Louise Arbour égérie (?) du Darfour

Ce billet fait référence à l'entrevue télévisée accordée par Louise Arbour à Radio Canada le 08-11-2010. Madame Arbour interrogée sur sa perception des efforts canadiens en Afghanistan a fait référence au ''pouvoir central de Khartoum (sic)''. Voir ici qu'elle aurait plutôt dû faire mention de ''Kaboul''.

Louise Lapsus Arbour - She is loved
Sous le choc, j'ai très mal dormi. J'exagère à peine. J'ai beaucoup de misère à envisager que Louise Arbour dépêchée en tant que haute fonctionnaire de l'ONU au Soudan et puis en Afghanistan en tant que directrice d'une ONG (pour ne nommer que ces deux pays-là) en arrive à mélanger les deux capitales de ces États. J'avais toujours cru jusqu'à lors qu'un plafond de verre empêchait ces gens qui ne savent pas où se situe l'Irak sur une carte ou la différence fondamentale entre Bucarest et Budapest d'occuper des postes importants (et cela dans tous les domaines d'activités). J'avais un préjugé sur ceux qui, encore plus chanceux, représentaient la crème du réseau diplomatique mondial et qui incarne la bureaucratie transnationale onusienne. Je m'attends à une connaissance sur le bout des doigts des lieux, des langues, des cultures et peuples de la Terre par cette intelligentsia qui parcourt le globe pour recenser, répertorier, connaître et aider nos semblables humains. Le préjugé étant qu'une simple et sotte association sonore entre deux noms de villes ne pouvait pas sortir de leur bouche créant ainsi un lapsus géographique majeur! Pensons à ce que j'envisageais comme étant le fonctionnaire typique de l'ONU avant cet événement : Le sous-sous-sous-secrétaire qui classe les mémos et apporte le café au sous-sous-sous assistant de Ban Ki-moon est en fait un Chileno-Slovène de 34 ans qui a un post doctorat en sociologie et études culturelles (parcours effectué dans 3 universités différentes sur autant de continents), s'exprime couramment dans au moins 5 dialogues du bantou et peut énumérer en ordre toutes les stations de la ligne Shinjuku (la ligne vert-pâle) du métro de Tokyo.

Je me suis trompé.

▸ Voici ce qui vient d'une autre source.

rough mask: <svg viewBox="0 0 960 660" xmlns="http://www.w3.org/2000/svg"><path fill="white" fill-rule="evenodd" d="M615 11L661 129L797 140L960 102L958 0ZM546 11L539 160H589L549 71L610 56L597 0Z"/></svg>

Mon tissu de croyances s'est déchiré ce soir-là lorsque Madame Arbour, à mes yeux, grande prêtresse du droit international, prononça le glas du respect aveugle que j'avais pour la classe des nomades diplomates. La question que je me pose maintenant en introspection est la suivante : Pourquoi suis-je déçu? Comment une égérie éprise de la Justice des peuples et estimée de tous peut-elle ainsi faire un lapsus aussi dérangeant? Dérangeant pour moi? Oui, parce qu'une image parfaite et idéale est ainsi vite détruite. Je me déteste de ne plus l'aimer. Que me faudra-t-il pour raviver la flamme que j'avais pour sa passion et pour son dévouement auprès des opprimés et des oubliés des conflits mondiaux? Pourquoi tant de philanthropie du terrain vient-elle à être effacée de ma mémoire par un simple détail de diction? Serait-ce en fait de la jalousie déguisée de ma part? Je ne sais pas et ce que je sais c'est que je me sens comme ce Chileno-Slovène qui apporte du café et que pour moi Khartoum est très très loin de Kaboul.